In the fast-moving world of weblogs and Web-based marketing, the approval of the Atom Format 1.0 by the Internet Engineering Task Force (IETF) as a Proposed Standard is a significant and lasting development. Atom is a very carefully designed format for syndicating the contents of weblogs as they are updated, the usual territory of RSS, but its possible uses are far more general, as illustrated in the description on the home page:

Atom is the name of an XML-based Web content and metadata syndication format, and an application-level protocol for publishing and editing Web resources belonging to periodically updated websites.
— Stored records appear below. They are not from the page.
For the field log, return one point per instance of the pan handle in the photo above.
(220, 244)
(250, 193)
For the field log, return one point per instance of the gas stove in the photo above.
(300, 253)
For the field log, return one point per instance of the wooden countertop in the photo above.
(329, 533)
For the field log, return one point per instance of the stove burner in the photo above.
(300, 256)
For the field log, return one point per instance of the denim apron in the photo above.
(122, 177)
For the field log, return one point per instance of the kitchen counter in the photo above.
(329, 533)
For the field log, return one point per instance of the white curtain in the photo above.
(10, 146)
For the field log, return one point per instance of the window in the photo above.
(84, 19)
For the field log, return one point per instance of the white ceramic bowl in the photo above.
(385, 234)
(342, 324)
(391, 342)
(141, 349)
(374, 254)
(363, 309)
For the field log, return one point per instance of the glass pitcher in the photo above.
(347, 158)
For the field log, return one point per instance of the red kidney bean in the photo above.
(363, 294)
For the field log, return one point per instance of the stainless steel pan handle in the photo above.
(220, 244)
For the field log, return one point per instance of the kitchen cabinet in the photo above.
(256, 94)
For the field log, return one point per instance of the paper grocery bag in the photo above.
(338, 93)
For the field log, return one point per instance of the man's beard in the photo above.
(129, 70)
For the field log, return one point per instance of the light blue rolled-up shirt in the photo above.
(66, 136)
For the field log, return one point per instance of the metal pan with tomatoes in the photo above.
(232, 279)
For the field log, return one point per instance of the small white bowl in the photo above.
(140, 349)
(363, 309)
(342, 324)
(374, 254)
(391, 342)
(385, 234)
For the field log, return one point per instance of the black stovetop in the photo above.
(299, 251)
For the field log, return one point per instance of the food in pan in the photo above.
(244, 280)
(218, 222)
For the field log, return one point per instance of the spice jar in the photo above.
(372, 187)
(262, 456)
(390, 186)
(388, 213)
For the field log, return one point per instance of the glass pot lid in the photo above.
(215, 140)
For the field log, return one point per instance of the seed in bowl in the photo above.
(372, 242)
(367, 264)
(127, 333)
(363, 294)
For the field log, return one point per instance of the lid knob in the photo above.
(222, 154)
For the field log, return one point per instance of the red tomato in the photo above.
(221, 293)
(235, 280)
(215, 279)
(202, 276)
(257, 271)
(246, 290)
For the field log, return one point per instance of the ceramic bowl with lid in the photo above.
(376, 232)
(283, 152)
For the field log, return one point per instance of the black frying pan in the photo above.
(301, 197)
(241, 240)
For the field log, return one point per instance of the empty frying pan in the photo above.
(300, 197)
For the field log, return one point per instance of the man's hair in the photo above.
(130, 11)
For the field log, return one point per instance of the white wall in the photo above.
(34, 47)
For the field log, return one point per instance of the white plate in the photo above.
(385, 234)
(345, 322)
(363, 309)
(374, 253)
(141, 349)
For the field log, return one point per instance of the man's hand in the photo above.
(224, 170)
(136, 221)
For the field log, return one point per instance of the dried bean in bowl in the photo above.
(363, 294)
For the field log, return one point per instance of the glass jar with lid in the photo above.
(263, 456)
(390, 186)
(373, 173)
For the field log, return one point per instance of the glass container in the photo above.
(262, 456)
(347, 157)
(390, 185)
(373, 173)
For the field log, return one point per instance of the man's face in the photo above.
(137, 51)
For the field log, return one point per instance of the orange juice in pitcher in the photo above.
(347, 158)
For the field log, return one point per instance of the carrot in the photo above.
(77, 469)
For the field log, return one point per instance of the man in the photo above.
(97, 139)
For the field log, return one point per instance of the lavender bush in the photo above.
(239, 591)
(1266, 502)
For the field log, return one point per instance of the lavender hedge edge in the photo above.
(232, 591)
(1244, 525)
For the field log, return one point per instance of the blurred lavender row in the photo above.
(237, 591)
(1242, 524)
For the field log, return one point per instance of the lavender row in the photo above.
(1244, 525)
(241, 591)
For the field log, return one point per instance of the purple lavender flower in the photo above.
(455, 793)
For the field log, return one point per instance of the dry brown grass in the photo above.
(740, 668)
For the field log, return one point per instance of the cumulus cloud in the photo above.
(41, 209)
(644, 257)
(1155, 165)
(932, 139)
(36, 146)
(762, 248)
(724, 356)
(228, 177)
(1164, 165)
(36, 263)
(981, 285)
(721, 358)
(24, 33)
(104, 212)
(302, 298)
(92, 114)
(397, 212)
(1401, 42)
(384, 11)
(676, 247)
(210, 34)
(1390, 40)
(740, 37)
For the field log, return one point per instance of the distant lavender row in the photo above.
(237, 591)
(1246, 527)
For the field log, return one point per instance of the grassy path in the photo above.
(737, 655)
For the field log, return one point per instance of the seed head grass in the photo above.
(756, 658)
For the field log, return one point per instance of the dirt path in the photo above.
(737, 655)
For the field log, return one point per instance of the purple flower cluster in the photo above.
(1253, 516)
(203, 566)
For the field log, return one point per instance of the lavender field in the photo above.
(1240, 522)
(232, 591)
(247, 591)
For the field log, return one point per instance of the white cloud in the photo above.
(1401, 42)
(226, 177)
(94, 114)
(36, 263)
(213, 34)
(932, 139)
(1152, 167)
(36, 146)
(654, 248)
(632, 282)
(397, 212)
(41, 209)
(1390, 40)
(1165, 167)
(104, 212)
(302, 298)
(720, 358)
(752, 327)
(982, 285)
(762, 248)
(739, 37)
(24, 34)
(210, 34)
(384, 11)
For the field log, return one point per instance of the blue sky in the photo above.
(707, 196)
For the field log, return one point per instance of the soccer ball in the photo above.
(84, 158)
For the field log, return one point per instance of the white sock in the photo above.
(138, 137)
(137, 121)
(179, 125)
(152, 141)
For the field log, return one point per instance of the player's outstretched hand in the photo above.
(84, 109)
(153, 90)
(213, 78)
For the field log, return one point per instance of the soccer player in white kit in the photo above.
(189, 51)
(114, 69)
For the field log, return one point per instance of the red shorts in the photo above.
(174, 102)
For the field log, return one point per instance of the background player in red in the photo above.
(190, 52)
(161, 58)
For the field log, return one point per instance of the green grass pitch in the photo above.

All Atom feeds must be well-formed XML documents, and are identified with the application/atom+xml media type.

Atom is a very important development in the XML and Web world. Atom technology is already deployed in many areas (though not all up-to-date with Atom 1.0), and parsing and processing Atom is quickly becoming an important task for web developers. In this article, I will show several approaches to reading Atom 1.0 in Python. All the code is designed to work with Python 2.3, or more recent, and is tested with Python 2.4.1.

The example I'll be using of an Atom document is a modified version of the introduction to Atom on the home page, reproduced here in listing 1.

Listing 1 (atomexample.xml). Atom Format 1.0 Example


<?xml version="1.0" encoding="utf-8"?>

<feed xml:lang="en"

      xmlns="http://www.w3.org/2005/Atom" 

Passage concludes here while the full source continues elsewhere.